The housing crisis has worsened in the past few years. Over 100,000 families have joined the housing waiting list and thousands more are homeless. If the market is all that great a God, why has it put people in worse circumstances than they have ever been in before? Although Fianna Fáil was clearly involved in winding down the delivery of social housing, its representatives have, rightly, made the point that the Fine Gael-Labour Party coalition Government was the first to cut it out altogether by failing to build any social or public housing. That is at the heart of the problem. I absolutely believe in interfering with the market. The Bill will interfere with it, not in favour of those who make vast profits but in favour of those who need a nest, a roof over their heads and a safe place for their children in which to put their heads down at night. It is not as if housing is a luxury or an extra gift in life. It is absolutely essential for every family in the country. It would be truly ignorant of the Government to write off the Bill on the basis that it would be unconstitutional to interfere with the market. Such an idea is truly offensive to the thousands of families that are in dire need of housing. We will get no return on our investment by favouring and pampering the Construction Industry Federation and private landlords. We will pay out millions of euro in housing assistance payments in the coming years, but at no stage will the State own any of the properties involved or get a return on the rent payments made. Instead, we will be giving public money to the private sector. In other words, it will be socialism for the very wealthy and capitalism for the homeless and the poor.

My argument is that in a housing emergency such as this, it is the duty of the Dáil to interfere with the market. The true blues of Fine Gael cannot afford to stand back and say they would never interfere with the private market. I suggest they have a duty to interfere with it. If they do not, rents will rocket upwards and upwards as supply comes on stream. The IRES REIT development in south Dublin is an example. If the Minister of State and his colleagues read the documents, they will be unable to deny that all the evidence points in that direction.

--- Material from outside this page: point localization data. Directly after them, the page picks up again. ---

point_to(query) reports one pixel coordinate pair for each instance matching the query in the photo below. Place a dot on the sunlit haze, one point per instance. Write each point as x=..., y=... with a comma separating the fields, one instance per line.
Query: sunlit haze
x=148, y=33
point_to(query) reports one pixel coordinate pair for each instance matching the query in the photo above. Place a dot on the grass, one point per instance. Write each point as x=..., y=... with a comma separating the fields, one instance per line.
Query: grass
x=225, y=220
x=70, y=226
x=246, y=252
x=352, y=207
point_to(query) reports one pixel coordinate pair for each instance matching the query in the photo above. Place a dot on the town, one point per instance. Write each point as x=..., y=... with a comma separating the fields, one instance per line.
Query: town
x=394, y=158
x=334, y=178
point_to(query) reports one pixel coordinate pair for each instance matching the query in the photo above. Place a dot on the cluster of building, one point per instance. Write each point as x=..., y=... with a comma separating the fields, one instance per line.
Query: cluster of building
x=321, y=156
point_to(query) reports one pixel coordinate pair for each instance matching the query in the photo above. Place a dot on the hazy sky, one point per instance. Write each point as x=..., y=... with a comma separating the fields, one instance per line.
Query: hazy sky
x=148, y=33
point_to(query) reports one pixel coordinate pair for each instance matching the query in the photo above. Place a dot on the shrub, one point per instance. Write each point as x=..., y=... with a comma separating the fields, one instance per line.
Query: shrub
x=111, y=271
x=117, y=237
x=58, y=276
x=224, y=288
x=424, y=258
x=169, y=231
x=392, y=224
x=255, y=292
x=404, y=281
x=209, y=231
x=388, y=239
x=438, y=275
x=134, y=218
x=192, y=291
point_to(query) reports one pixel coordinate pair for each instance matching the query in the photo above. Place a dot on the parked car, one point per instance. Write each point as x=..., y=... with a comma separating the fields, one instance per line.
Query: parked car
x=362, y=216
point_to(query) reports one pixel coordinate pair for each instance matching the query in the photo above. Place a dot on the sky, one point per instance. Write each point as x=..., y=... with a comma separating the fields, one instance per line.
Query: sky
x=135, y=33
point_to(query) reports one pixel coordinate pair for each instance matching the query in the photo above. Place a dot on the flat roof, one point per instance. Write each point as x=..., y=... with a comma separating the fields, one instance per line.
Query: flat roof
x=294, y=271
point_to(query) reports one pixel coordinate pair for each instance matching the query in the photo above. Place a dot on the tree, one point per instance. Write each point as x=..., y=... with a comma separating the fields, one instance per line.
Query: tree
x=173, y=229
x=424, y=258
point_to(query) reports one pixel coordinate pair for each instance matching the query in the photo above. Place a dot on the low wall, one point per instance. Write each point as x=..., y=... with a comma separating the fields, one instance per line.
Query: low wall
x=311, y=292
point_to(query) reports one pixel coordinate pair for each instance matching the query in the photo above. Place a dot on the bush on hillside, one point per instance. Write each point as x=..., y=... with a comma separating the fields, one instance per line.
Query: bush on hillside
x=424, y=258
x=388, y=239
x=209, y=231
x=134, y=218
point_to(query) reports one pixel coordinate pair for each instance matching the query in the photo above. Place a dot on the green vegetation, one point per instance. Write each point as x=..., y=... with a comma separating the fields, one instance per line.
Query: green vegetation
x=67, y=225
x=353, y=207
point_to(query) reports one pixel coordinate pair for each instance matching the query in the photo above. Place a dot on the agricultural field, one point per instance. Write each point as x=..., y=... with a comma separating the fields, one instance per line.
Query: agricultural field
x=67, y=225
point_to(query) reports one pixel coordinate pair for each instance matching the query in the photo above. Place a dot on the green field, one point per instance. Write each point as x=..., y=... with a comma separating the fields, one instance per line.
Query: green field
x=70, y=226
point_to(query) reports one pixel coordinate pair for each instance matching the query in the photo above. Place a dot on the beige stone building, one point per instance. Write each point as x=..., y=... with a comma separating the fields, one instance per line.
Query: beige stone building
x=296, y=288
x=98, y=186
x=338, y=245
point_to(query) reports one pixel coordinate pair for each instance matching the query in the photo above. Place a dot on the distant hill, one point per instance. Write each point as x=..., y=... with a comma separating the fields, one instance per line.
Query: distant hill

It should not and cannot be left to the market to meet the basic right to shelter. Landlords, developers and builders cannot be allowed to undermine the lives of real people and tenants as they make their profits. At least the Bill is trying to bring some balance into the relationship, although it will not deal fully with the crisis.

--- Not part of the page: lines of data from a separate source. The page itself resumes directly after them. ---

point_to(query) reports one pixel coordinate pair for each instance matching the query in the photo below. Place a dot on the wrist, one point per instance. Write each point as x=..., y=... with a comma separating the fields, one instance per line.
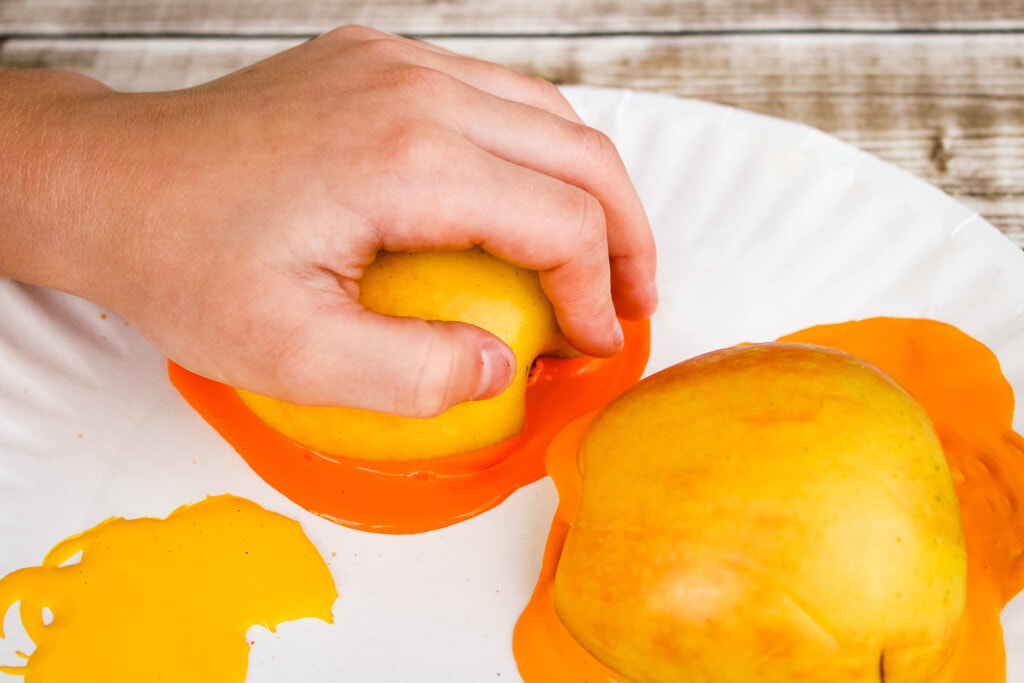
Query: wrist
x=51, y=156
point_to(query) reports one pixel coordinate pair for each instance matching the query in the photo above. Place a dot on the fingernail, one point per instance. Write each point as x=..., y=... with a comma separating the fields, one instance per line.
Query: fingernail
x=497, y=368
x=617, y=336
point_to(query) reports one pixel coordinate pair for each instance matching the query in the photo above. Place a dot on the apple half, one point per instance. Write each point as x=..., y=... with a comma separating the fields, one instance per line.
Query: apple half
x=399, y=475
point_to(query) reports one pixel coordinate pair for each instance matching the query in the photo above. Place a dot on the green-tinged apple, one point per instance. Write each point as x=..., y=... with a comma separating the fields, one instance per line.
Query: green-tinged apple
x=768, y=513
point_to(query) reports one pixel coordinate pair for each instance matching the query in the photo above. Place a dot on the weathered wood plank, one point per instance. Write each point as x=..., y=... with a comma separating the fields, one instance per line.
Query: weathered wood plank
x=948, y=109
x=499, y=16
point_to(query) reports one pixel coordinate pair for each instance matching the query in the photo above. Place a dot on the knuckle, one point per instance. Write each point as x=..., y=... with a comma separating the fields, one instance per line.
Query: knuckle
x=596, y=151
x=429, y=395
x=588, y=229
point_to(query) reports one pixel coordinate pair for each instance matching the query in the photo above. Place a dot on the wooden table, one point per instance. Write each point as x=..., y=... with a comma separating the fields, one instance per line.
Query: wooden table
x=936, y=87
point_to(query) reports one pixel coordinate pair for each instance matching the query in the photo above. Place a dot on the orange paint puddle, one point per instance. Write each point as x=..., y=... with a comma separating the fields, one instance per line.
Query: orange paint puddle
x=166, y=599
x=414, y=497
x=958, y=382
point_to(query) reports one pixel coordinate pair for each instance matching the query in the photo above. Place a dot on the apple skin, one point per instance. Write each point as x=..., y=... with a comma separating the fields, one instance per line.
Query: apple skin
x=776, y=513
x=469, y=286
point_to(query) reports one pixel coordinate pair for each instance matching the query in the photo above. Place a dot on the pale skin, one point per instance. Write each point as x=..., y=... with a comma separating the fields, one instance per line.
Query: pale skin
x=230, y=222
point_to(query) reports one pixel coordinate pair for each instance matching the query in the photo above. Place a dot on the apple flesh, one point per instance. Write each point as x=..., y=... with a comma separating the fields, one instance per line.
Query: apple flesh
x=468, y=286
x=771, y=512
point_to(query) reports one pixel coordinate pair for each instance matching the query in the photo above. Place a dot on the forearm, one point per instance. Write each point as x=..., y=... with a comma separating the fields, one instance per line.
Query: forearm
x=51, y=173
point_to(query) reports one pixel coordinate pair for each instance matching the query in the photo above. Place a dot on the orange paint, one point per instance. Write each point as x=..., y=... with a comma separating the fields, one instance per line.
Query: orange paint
x=413, y=497
x=958, y=382
x=166, y=599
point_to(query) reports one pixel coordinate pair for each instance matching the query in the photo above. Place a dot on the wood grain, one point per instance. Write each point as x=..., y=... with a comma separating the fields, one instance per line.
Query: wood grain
x=443, y=17
x=946, y=108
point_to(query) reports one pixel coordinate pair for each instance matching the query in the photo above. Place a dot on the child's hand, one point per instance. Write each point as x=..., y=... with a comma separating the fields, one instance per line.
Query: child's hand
x=230, y=222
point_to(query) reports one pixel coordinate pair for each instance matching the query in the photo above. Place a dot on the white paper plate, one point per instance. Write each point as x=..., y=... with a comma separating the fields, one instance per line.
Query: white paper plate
x=764, y=227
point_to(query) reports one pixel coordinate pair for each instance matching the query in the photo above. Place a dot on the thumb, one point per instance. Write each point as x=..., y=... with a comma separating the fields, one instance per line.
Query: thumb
x=401, y=366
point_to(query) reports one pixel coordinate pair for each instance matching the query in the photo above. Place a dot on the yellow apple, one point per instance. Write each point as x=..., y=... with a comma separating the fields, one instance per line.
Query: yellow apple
x=769, y=513
x=469, y=286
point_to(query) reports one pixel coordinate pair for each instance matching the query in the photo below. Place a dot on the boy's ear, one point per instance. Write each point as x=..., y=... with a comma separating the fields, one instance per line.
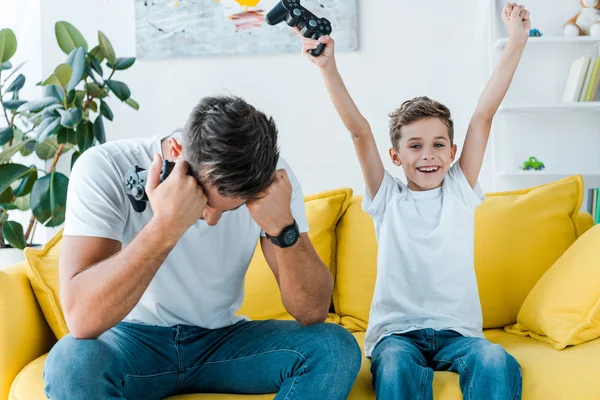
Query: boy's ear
x=175, y=149
x=453, y=152
x=395, y=157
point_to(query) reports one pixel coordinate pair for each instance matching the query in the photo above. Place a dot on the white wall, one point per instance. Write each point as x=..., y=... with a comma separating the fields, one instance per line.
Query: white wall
x=407, y=48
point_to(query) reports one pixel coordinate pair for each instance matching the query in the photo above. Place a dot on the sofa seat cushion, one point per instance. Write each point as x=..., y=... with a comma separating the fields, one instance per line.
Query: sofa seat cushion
x=547, y=373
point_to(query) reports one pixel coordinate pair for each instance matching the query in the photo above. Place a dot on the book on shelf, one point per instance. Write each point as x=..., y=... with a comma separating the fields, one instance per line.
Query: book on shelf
x=593, y=206
x=583, y=81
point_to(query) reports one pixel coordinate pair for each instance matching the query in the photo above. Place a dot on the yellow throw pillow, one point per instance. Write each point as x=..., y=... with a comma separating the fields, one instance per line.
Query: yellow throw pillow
x=518, y=236
x=563, y=308
x=262, y=299
x=42, y=269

The Minister has acknowledged humbly that he does not have all of the solutions.

7 o’clock

Just as he said his solutions are not perfect, neither are we saying that this Bill is perfect. It is one of a suite of measures that must be taken, and it will bring some balance to the relationship until we deal fully with the crisis and allow tenants more security and landlords to be restricted in how they can raise rents.

The vast majority of workers in this country have not had a pay rise since 2011. The average industrial wage has gone up by 3% but rents have gone up by 66%. I ask the Minister of State to square that circle and tell people that it is okay not to interfere with the rental market. At least we are attempting to do something to bring a sense of equality and justice into their lives.